I'd like to use lagged external regressors in my VAR forecast. Using the VAR() function from the fable package, I am able to fit a model, but I can't use it to forecast, as I return NAs for the dependent variables. My reprex follows examples from Forecasting: Principles and Practice v3.
Thanks in advance for any guidance.
require(fpp3)
#> Loading required package: fpp3
#> ── Attaching packages ──────────────────────────────────────────── fpp3 0.4.0 ──
#> ✔ tibble 3.1.7 ✔ tsibble 1.0.1
#> ✔ dplyr 1.0.9 ✔ tsibbledata 0.3.0
#> ✔ tidyr 1.1.3 ✔ feasts 0.2.2
#> ✔ lubridate 1.7.10 ✔ fable 0.3.1
#> ✔ ggplot2 3.3.5
#> ── Conflicts ───────────────────────────────────────────────── fpp3_conflicts ──
#> ✖ lubridate::date() masks base::date()
#> ✖ dplyr::filter() masks stats::filter()
#> ✖ tsibble::intersect() masks base::intersect()
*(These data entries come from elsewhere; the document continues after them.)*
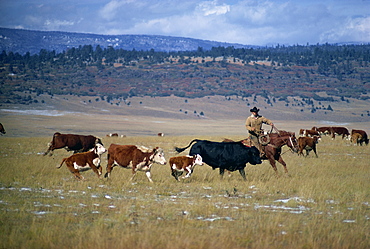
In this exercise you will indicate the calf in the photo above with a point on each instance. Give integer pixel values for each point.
(2, 129)
(85, 161)
(180, 164)
(134, 157)
(308, 144)
(363, 134)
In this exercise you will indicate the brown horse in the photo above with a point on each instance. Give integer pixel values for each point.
(276, 142)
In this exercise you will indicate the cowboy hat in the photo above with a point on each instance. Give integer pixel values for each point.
(255, 109)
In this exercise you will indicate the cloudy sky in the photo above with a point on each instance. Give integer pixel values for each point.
(250, 22)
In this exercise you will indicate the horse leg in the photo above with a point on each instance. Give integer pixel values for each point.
(280, 160)
(222, 171)
(273, 164)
#> ✖ tsibble::interval() masks lubridate::interval()
#> ✖ dplyr::lag() masks stats::lag()
#> ✖ tsibble::setdiff() masks base::setdiff()
#> ✖ tsibble::union() masks base::union()
us_change <- fpp3::us_change
fit <- us_change %>%
model(
xregs_lag1 = VAR(vars(Consumption, Income) ~ xreg(Unemployment, lag(Unemployment, 1)))
)
fit
#> # A mable: 1 x 1
#> xregs_lag1
#> <model>
#> 1 <VAR(5) w/ mean>
new_data_ex <- new_data(us_change, 4) %>%
mutate(Unemployment = mean(us_change$Unemployment))
#############
# Here I tried creating a new_data frame that included one lag of Unemployment, and pass that to the new_data argument of forecast, but it doesn't work either
#
# new_data_ex_lags <- us_change %>%
# tail(1) %>%
# bind_rows(new_data_ex) %>%
# select(colnames(new_data_ex))
#############
fit %>%
select(xregs_lag1) %>%
forecast(new_data = new_data_ex)
#> # A fable: 4 x 6 [1Q]
#> # Key: .model [1]
#> .model Quarter .distribution .mean_Consumption .mean_Income Unemployment
#> <chr> <qtr> <dist> <dbl> <dbl> <dbl>
#> 1 xregs_lag1 2019 Q3 MVN[2] NA NA 0.00101
#> 2 xregs_lag1 2019 Q4 MVN[2] NA NA 0.00101
#> 3 xregs_lag1 2020 Q1 MVN[2] NA NA 0.00101
#> 4 xregs_lag1 2020 Q2 MVN[2] NA NA 0.00101
fit %>%
select(xregs_lag1) %>%
report()
#> Series: Consumption, Income
#> Model: VAR(5) w/ mean
#>
#> Coefficients for Consumption:
#> lag(Consumption,1) lag(Income,1) lag(Consumption,2) lag(Income,2)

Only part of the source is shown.